This is certainly the age of AI and it appears that Google is looking at custom options now to help accelerate their machine learning algorithms, so they can be faster than ever. Pascal was just revealed to be an AI powerhouse, but even that doesn’t seem to be very competitive compared to the custom silicon that Google has created; the Tensor Processing Unit.
Google’s TPU AI co-processor could potentially be many hundred times faster than the modern competition
And that’s precisely what they want. They’re working on a targeted approach to AI that could potentially make machine learning an almost real-time activity. Google’s Tensor Processing Unit is specifically built on an unknown process and tailored specifically to how the machine learning library TensorFlow works.

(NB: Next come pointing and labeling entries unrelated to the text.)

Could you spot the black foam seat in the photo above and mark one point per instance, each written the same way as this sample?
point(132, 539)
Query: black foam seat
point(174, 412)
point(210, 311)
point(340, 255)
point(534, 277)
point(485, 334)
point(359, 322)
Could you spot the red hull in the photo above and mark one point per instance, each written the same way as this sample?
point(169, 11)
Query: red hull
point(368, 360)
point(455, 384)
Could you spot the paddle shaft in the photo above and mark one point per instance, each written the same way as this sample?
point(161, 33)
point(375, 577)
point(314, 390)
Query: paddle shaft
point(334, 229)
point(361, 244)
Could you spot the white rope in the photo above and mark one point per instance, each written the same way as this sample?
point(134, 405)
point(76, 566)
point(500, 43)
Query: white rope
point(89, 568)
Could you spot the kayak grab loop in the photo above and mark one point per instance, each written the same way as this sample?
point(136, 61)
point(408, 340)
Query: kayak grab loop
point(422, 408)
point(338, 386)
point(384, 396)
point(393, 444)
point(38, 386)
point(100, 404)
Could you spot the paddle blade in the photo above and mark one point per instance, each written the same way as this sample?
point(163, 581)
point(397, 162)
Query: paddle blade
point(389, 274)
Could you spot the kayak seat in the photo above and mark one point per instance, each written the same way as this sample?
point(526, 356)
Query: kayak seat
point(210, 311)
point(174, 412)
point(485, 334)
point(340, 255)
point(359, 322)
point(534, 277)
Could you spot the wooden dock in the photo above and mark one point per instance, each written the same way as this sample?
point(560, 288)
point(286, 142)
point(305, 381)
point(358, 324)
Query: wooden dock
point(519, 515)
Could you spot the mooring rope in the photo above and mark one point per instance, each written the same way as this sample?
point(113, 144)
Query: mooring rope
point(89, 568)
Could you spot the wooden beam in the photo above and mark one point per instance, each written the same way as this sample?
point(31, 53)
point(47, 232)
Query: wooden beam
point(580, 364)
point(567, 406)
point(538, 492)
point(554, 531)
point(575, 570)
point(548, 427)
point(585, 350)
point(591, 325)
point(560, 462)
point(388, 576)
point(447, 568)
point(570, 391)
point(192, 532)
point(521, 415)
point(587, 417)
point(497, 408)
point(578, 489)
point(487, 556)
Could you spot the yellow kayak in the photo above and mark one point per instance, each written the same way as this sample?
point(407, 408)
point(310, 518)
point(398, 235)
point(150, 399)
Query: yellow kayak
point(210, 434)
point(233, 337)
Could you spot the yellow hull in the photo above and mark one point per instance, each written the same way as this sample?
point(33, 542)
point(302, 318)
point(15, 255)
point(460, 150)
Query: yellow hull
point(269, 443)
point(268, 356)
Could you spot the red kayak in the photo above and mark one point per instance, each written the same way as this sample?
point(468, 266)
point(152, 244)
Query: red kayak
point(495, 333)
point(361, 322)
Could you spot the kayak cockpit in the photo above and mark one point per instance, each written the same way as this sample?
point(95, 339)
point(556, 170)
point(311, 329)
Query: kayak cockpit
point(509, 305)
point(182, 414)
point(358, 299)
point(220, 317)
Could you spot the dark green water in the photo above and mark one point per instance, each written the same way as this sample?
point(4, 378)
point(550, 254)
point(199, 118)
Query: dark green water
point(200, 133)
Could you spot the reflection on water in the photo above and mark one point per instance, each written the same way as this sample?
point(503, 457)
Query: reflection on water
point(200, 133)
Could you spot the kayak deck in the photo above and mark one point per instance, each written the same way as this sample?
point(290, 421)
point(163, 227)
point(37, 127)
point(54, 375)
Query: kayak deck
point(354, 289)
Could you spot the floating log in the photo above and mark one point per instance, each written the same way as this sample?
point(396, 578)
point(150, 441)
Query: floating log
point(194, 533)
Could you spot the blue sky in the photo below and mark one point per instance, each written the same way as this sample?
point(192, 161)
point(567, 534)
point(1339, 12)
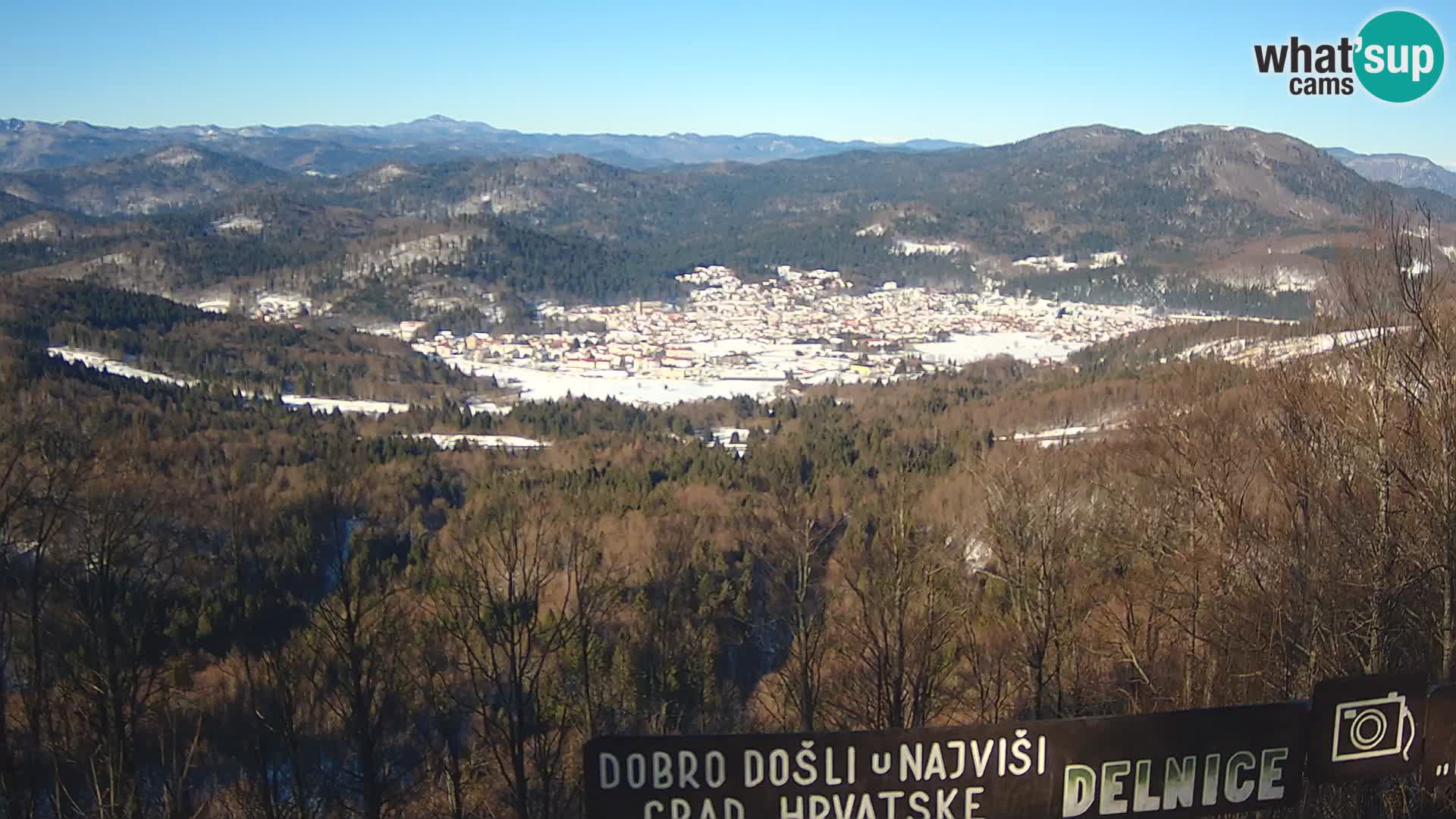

The chip is small and focused, meaning that the pure FP16 workloads it sees can run much faster. They say that it’s already improving the relevancy of search results as well as Street View. Apparantly the AlphaGo AI that beat the human world champion was powered completely by by these TPU processors.
The development of an ASIC for machine learning is the logical next step in looking for faster and better AI. With the right low-latency connector, be it via 10 GigE, InfiniBand or a PCIe-based connection, it could potentially provide a throughput that far exceeds even NVIDIA’s DGX-1 deep learning platform with far lower power consumption.
That being said, this could potentially be a grave threat to NVIDIA’s plans to saturate the deep learning market. The Tesla P100 is a very large chip with a total of 15.3 billion transistors arranged within a 610mm2 area. Those transistors, while they do contain the FP 16 capability needed for competent AI calculations, are not quite so targeted. They’re still general purpose in design and thus are not necessarily going to be nearly as capable as a design that’s specific to AI. Though, yes, the inclusion of NVLink, HBM2 and the general improvements in Pascal do make it a very competitive and impressive design, it still cannot compete with a device that’s literally purpose-built and not general purpose in nature. NVIDIA may have taken a misstep with this design if Google and partners are already looking elsewhere for better performance-per-watt and per-dollar.